Tight liquidity constrains RBI, but continued inflation concerns point to a possible rate increase in January.
This effectively mirrors the existing temporary two-percentage-point liquidity adjustment facility (LAF) support. But, YES Bank Chief Economist Shubhada Rao points that the permanent cut has a more salutary effect on the markets. “This indicates RBI believes the liquidity tightness is not just a short-term phenomenon, as average net LAF repo (effective liquidity deficit gauge) was over Rs 1 lakh crore, more than double the RBI-indicated comfort level of one per cent of NDTL,” she sais.
RBI also announced G-sec purchases, which will inject up to Rs 48,000 crore additional liquidity next month and bring the deficit to Rs 50,000-55,000 crore. Bank of Baroda Chief Economist Rupa Rege Nitsure points out that resumption of government spending, foreign institutional inflows and delayed response to deposit rate increases will ease liquidity in the next quarter.
However, a key dampener is the inflation outlook. RBI acknowledged a potential upside risk to its March 2011 projection of 5.5 per cent. Nitsure sees inflation at 6.6 per cent by March 2011 and expects a 25-basis-point rise in policy rates in January and possibly another in March if inflationary pressures increase.
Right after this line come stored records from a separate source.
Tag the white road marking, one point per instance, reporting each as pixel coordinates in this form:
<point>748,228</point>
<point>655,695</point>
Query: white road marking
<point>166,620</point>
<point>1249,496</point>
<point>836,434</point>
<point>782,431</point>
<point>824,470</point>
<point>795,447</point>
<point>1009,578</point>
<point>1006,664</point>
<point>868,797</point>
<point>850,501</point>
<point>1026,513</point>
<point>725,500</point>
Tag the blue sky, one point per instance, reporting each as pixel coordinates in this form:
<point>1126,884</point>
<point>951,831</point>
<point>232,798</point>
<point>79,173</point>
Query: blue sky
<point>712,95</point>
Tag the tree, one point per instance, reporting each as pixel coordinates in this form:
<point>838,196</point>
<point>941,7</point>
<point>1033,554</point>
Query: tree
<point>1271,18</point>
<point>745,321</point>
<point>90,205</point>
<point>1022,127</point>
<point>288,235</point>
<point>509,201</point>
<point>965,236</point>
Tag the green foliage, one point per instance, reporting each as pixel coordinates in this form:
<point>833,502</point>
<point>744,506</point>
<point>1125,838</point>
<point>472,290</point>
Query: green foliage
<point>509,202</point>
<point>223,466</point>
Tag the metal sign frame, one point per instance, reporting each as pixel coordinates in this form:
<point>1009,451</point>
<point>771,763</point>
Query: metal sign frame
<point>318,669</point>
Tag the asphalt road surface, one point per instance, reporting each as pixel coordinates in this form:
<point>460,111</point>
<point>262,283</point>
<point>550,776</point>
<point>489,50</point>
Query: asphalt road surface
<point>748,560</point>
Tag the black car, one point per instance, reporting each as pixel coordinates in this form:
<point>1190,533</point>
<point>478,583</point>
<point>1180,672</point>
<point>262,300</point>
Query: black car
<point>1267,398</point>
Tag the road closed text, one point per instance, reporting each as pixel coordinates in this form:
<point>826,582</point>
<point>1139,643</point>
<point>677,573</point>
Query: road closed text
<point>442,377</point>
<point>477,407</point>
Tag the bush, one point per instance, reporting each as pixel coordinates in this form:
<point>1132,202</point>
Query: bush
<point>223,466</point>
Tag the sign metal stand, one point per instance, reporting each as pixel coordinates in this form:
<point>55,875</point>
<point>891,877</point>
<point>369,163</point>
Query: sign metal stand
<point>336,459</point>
While 2010-11 credit growth is expected to match RBI’s estimate of 20 per cent, deposit growth will lag (given the slow growth seen year-to-date), despite the rise in deposit rates and negative real interest rates, says Rao. For banks, a Macquarie research sees an additional 50-100 basis point deposit rate rise keeping margins under pressure for some more quarters. Banks with high current and saving account continue to be top picks in this environment.